If they had to stop and think; rather, if they had time to stop and think, they would’ve wondered how the five of them got to the stairwell so quickly. They might have taken a breather for Ernest, their injured party, beset with a definite bowel blockage and, as of their rendezvous with company security, a possible broken knuckle. And if they could just lean up against the wall like common ne’er-do-wells, they would notice that they weren’t the only ones running breakneck down the stairs.
It was fast. Suddenly the executives wanted to deal. They tried to lie, but euphemisms and corporate speak fell out of their mouths flat to the floor. They couldn’t backpedal. Seventy million people were in stages of hearing their plan.
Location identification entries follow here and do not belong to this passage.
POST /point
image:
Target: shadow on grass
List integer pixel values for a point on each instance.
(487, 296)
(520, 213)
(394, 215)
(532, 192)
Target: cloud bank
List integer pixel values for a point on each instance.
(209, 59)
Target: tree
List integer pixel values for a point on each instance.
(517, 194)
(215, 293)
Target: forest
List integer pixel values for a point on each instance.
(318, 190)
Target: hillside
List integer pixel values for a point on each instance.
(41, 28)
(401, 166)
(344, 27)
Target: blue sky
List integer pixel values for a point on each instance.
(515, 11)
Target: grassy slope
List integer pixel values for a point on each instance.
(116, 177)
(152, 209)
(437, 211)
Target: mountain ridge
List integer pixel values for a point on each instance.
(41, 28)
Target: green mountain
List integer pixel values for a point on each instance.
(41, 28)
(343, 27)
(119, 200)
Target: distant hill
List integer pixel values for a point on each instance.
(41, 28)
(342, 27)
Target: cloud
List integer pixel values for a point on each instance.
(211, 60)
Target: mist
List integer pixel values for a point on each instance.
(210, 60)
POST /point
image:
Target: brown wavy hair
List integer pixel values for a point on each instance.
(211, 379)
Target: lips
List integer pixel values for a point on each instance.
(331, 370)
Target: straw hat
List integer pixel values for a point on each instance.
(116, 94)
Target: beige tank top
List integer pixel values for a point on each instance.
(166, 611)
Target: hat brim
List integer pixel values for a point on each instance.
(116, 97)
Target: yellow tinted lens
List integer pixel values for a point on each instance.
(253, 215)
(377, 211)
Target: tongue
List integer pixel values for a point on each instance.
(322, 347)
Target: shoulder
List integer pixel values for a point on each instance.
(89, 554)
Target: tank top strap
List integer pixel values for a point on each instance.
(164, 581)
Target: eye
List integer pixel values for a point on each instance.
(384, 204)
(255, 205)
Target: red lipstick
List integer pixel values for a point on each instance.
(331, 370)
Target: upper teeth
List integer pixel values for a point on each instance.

Ernest could see the relief on Jasen’s face that was hiding the panic, in that the world was about to fall apart, but he wouldn’t be blamed for it.
They hit the lobby and the pathways that employees were so careful to walk through before meant nothing. It was a mosh pit with earbuds. Ernest gathered everyone behind him and barreled through from the elevator to the front doors, pushing people away like a boxer pushing a side of beef to land the right punch. But he didn’t have to chance another knuckle; the employees weren’t there to stop them, or anybody.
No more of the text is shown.